I believe that you are fitting your cv.lm model incorrectly. I've never used the package but I think you want to pass in something like cv.lm(df = cadets, RT..seconds.~., m = 10) rather than your fit object. I'm not sure why you see such a large difference between your cvpred and Predicted options in the example above, but these results tell me that passing in a model will lead to using a model that was fit on all of the data for each CV fold:
library(DAAG)
fit <- lm(Sepal.Length ~ ., data=iris)
mod1 <- cv.lm(df=iris,fit,m=10)
mod2 <- cv.lm(df=iris,Sepal.Length ~ .,m=10)

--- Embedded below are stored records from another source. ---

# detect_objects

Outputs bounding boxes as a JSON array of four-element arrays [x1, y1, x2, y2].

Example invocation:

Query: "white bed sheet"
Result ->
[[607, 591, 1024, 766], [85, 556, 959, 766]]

> sqrt(mean((mod1$cvpred - mod1$Sepal.Length)^2))
[1] 0.318
> sqrt(mean((mod2$cvpred - mod2$Sepal.Length)^2))
[1] 5.94
> sqrt(mean((mod1$cvpred - mod1$Predicted)^2))
[1] 0.0311
> sqrt(mean((mod2$cvpred - mod2$Predicted)^2))
[1] 5.94
The reason that there is such a difference between your caret results is because you were looking at the "Predicted" section. "cvpred" should line up closely with caret (although make sure to make indices on your cv results) and if you want to line up the "Predicted" results with caret you will need to get your predictions using something like predict(mod,cadets).